Oh, hey, here's a way the U.S. government could save some money

Feb 20, 2013 17:22

And maybe [maybe] repair a bit of its damaged global public image in the process...

From the ACLU's review of the National Defense Authorization Act of 2013:

There are currently 166 detainees being held at the Guantanamo Bay detention facility - at an annual cost of almost $133 million. Holding these same prisoners in domestic federal maximum-security prisons would cost less than $6 million. Of the 166, eighty-six of them, never charged with any crime and cleared for transfer away from Guantanamo, as a result of this legislation will now languish in Gitmo for another year. Moreover, it costs the U.S. taxpayers an additional $69 million annually to keep them cleared for transfer...

"The other 80 detainees," the article goes on, "have either been charged before military commissions, are in perpetual limbo as the government continues to weigh whether it can charge them with any crime, or have been declared to be subject to indefinite detention without charge or trial."
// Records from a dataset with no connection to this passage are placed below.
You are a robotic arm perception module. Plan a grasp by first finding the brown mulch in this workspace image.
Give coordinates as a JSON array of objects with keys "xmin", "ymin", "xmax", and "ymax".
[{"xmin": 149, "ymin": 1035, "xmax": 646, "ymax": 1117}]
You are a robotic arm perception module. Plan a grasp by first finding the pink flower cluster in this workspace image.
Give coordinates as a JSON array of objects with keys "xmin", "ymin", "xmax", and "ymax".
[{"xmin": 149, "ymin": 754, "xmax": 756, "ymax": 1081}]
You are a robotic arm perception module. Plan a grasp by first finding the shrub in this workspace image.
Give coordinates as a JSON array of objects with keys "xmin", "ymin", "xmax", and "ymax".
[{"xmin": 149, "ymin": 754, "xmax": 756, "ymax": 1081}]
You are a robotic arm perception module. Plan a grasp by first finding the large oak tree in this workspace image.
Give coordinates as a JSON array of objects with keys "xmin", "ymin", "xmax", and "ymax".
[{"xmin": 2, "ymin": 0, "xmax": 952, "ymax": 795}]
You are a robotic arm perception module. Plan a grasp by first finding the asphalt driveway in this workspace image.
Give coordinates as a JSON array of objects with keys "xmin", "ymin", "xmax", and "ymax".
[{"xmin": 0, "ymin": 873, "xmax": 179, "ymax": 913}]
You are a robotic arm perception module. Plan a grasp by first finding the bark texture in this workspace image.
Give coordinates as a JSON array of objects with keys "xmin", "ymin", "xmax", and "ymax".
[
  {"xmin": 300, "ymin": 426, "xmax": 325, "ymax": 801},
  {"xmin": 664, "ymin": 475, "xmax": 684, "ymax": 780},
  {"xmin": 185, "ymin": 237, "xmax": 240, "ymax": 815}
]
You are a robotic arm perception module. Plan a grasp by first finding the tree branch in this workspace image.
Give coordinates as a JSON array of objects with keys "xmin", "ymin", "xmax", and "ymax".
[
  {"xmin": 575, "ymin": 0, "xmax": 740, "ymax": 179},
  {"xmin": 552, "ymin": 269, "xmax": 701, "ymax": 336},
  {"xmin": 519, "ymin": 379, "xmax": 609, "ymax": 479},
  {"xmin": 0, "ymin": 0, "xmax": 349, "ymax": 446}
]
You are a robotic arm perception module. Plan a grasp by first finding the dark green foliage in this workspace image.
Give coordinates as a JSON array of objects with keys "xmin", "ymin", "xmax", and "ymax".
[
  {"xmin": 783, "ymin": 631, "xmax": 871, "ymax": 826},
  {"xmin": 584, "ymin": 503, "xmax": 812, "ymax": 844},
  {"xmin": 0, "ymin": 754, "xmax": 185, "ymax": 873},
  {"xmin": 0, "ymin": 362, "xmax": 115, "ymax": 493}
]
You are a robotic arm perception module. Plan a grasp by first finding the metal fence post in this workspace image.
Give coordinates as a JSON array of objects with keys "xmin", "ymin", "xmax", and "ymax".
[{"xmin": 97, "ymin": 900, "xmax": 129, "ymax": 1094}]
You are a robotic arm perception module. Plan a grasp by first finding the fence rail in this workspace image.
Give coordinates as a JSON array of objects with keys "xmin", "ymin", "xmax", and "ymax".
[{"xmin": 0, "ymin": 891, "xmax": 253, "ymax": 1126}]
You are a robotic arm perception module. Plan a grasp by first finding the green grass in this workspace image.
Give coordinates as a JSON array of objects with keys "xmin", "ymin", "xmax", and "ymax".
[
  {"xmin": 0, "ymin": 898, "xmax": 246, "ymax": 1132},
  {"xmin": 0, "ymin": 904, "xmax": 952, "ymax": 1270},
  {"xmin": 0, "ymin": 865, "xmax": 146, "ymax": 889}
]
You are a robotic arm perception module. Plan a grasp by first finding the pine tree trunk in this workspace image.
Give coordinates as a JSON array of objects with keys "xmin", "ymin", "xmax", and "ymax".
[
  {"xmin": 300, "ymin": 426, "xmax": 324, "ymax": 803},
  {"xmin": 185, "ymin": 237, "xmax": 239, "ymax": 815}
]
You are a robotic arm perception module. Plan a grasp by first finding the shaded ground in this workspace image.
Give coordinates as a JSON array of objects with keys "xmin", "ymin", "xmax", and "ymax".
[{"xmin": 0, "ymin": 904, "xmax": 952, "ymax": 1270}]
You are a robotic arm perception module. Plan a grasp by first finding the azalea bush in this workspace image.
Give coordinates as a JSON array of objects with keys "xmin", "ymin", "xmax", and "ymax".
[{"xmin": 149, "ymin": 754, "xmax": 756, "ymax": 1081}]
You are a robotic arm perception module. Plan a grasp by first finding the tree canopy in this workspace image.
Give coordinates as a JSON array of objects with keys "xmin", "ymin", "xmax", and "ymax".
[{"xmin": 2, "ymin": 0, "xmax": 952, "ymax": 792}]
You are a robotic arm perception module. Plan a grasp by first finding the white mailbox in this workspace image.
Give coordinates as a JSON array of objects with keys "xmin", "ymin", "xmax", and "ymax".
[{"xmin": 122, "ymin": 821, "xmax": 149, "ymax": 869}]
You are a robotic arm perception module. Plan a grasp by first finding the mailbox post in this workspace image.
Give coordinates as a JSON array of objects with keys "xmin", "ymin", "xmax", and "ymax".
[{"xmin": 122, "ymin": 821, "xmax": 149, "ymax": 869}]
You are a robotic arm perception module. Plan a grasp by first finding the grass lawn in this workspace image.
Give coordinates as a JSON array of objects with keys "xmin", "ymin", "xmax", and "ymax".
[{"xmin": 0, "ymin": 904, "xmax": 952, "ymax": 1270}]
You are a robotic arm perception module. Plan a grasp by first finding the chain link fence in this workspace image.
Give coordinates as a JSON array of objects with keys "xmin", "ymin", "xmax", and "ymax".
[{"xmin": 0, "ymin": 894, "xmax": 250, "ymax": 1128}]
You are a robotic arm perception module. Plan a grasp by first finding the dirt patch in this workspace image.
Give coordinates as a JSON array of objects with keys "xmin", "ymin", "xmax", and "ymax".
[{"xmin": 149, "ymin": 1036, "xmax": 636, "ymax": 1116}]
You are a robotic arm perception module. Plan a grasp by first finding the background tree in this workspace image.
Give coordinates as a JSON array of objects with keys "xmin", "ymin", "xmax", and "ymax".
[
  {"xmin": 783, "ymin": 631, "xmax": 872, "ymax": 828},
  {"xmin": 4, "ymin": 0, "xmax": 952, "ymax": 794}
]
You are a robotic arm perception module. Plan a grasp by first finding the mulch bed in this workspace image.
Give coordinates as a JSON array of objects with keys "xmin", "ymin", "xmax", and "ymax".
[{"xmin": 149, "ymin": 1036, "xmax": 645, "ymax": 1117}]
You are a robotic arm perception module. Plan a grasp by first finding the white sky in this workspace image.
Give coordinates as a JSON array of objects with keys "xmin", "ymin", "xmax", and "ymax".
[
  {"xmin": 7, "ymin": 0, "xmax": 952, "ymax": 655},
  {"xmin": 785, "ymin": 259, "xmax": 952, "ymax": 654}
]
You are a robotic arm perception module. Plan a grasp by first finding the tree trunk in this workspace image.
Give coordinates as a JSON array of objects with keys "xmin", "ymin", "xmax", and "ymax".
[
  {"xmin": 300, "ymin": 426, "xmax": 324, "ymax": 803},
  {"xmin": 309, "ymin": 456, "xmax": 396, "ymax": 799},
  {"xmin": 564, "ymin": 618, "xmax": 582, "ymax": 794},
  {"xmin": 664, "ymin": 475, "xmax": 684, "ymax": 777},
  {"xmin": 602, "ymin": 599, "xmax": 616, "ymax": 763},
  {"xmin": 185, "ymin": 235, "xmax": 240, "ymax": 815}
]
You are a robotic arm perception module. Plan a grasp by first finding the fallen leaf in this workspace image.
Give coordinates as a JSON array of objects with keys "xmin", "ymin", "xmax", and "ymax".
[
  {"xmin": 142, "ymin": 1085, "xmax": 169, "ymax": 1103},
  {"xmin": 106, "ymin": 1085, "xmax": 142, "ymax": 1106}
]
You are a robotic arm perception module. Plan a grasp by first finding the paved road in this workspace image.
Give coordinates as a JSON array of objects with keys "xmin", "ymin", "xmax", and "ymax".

Am I the only one who finds those last two states of ambiguous imprisonment more than a little disturbing? These people are being held in the American equivalent of a gulag while the U.S. government either tries to decide whether it has grounds to charge them with a crime - or because that same government has decided to keep them imprisoned indefinitely without charging them with any crime. (Which, when you think about it, amounts to the same thing.) I know I'm not the first to say it, but that seems just a tad, oh, un-Constitutional.

And - dare I say it? - un-American. Or at least, unlike the America I was taught this nation was supposed to be, back when I was a kid, in a more naive, idealistic time.

From a more modern, pragmatic, bottom-line perspective, this whole thing seems ridiculously expensive, and serves in no way to make this country more secure than would holding these detainees in domestic federal maximum-security facilities.

So, basically, the answer is this: Move these detainees to appropriate domestic federal facilities. Better yet, live up to the intentions of this nation's founders: provide these detainees with due process, and either charge and try 'em, deport 'em, or let 'em go.